So which one of those things do you think any of the victims wasn't doing before, and how will the steps now prevent a future DDOS attack from affecting its servers? If the victims had done all of these things before they were attacked, would it have prevented the attack from affecting their service? Those aren't just rhetorical questions, I'm trying to understand how to approach this. If you view DDOS as a traffic surge, can we use any lessons from other phenomenon involving surges, such as vehicle traffic at rush hour, water runoff from a storm, lightning strike. You can't control the weather, but you can do a lot to mitigate the damages. Methods for handling surges: - Limit the source (e.g. metering lights on freeways) - Divert the surge (e.g. lightning arresters on electric circuits) - Buffer the surge (e.g. detention basins for water runoff) How can we signal uncooperative sources to limit or even cease sending traffic? Preferablly without impacting cooperative sources. Historically, the "nice guys" traffic gets throttled, while the "bad guys" traffic blasts through. If you don't get enough tokens or credits, you don't send. RED and friends work with cooperative sources. How can we identify and drop the excess traffic at the earliest point? Should it be a cascaded system, i.e. you have several stages instead of one big muttha firewall. Do you really want to carry the traffic across the entire Internet, just to drop it on the last link? How can we size the protective systems and the final system so we won't overrun their available resources (requires knowing how large the resources actually are)? Is there anyway to mitigate the slashdot effect for small sites as well as large sites? Larges sites can throw more capacity at the problem to buffer the surge. Its been at least a week since someone suggested putting a bad idea into DNS. How about using the inability to reach the DNS server to rate limit the sources. Every once in a while, the IP stack (protocol layer violation) queries the in-addr.arpa servers for the destination network. The in-addr.arpa servers respond with additional credits, or zero credits (source quench), or don't respond signalling the source to switch to a conservative transmission mode. If you don't trust the end-to-end system to respond to the signals, the upstream edge router could enforce it. Is that idea horrendous enough? On Sat, 27 January 2001, Jeff Ogden wrote:
At 4:15 PM -0800 1/26/01, Sean Donelan wrote: Fine, does this work better for you?

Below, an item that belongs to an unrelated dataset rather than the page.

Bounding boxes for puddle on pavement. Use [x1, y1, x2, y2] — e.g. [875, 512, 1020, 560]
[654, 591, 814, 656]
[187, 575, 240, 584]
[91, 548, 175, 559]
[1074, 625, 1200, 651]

Help me, what proactive steps can I take to protect my network from a DDOS?
There isn't a lot that can be done, but there are a few steps you can take to "get ready" for a DDOS attack.
--Make sure you have monitoring of your routers or firewalls in place so you'll get an early alert of a possible DOS attack. This will at least allow you to start working on the problem (and drafting press releases :-).
--Talk to all of your up stream providers so you know how to contact and work with them if they are a source of a DOS attack against you. If your up stream provider isn't willing to work with you on this, start the process of getting a new up stream provider.
--Look into the systems that are being developed and starting to become available that help automate the work to diagnose DDOS attacks. Encourage your up streams to do the same.
--Make sure you have in place the filtering on your own networks that you wish everyone else had in place on their networks. This won't protect you from being attacked, but it will prevent you and your users from attacking others (or at least using spoofed IP addresses to do so), and that in turn may prevent you from being the target of a retaliatory DOS attack. It can also prevent or limit the spread of a DOS attack that originates within your network or from someone down stream. From your customer's point of view there may not be much difference between you being the source of or the target of a DOS attack--either way performance is likely to be poor and customers are likely to be unhappy.